The AI drone controller solution also can’t go beyond the language of the platform it’s connected to and declared to it. It can only call on a platform’s existing capabilities – for example take-off, land, search, hover etc. – and operators always have access to the AI’s decision making to ensure full transparency.
Finally, the solution itself is secure by design. It operates on a completely private network that is locked down behind a firewall with no internet access, ensuring no unauthorised access or interference by third parties, including with the operated platforms or assets.
What’s next?
Our robotics, AI and software engineering specialists have worked incredibly hard over the last few months to get to this point – fusing our hardware and software expertise as part of a multidisciplinary team. But this is just the beginning.
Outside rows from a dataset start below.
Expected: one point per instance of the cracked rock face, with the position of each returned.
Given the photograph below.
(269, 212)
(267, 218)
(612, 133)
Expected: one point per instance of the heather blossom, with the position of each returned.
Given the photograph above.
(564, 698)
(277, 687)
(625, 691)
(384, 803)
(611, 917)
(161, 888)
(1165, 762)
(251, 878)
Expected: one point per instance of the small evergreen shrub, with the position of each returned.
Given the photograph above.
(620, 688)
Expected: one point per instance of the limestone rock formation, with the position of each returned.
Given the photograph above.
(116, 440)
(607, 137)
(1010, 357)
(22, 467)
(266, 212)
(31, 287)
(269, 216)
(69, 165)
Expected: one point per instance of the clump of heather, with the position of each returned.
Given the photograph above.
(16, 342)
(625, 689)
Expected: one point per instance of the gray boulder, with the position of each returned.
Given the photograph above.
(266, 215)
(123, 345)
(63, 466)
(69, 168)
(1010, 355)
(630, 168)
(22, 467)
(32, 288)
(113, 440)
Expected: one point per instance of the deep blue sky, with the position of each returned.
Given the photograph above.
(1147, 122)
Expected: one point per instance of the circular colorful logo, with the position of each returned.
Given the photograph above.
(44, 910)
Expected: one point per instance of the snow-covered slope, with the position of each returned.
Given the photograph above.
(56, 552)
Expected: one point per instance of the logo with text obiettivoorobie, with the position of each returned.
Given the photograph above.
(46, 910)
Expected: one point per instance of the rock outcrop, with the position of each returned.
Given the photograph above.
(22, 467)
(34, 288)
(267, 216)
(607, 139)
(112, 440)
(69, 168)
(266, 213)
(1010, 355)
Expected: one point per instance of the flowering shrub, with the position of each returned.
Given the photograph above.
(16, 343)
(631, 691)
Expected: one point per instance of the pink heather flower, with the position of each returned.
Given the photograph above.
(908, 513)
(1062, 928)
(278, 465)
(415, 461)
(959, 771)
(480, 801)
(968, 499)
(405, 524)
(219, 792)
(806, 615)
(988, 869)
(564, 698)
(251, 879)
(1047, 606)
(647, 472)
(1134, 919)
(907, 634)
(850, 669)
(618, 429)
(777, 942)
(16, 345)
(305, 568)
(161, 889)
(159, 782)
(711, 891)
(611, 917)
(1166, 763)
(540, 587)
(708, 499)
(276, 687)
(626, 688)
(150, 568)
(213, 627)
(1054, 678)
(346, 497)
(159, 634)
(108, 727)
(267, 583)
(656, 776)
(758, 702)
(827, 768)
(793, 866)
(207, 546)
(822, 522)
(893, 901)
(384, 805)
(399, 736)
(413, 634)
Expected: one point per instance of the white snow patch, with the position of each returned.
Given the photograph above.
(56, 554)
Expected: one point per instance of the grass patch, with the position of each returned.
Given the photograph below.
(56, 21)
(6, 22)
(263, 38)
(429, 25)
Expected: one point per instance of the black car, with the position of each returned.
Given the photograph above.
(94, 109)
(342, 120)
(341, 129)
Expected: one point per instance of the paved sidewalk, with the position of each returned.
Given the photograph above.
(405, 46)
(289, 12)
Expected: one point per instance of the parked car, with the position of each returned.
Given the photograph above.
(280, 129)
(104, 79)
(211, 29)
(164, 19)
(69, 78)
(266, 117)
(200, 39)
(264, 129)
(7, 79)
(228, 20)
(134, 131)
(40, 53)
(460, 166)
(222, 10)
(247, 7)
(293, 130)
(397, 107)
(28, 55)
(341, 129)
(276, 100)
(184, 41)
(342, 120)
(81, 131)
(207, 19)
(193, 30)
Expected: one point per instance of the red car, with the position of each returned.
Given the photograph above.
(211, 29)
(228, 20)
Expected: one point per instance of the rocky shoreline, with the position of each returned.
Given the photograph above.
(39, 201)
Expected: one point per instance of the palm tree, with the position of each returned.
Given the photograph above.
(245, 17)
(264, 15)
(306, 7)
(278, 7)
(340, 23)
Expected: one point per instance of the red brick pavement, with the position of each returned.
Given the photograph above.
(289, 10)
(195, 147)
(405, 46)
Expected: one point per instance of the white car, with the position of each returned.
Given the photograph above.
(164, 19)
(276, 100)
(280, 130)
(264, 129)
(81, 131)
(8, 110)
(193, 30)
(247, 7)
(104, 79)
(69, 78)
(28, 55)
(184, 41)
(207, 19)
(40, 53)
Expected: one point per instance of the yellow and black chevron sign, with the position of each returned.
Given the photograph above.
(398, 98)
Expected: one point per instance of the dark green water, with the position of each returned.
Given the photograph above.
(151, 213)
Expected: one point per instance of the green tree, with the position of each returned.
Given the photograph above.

Over the coming months, we’ll conduct further testing and verification to mature the technology, before we start to explore integrations with BAE Systems’ range of autonomous and uncrewed platforms, assets and offerings. We’re also looking to extend the capability to drone swarms to amplify the capacity of the UK and allied armed forces to collect intelligence and deliver effect without putting humans in harm’s way. This will build on existing work we’ve done in swarming, including novel algorithms that can be seamlessly integrated with our natural language interface.
Ultimately, our focus is on helping the UK Government meet its ambition to get AI innovations out to the front line faster. The fact that we went from concept, to demonstration, to live trials in less than nine months showcases the speed of innovation – along with our continued dedication to meeting the UK’s mission requirements of today and tomorrow.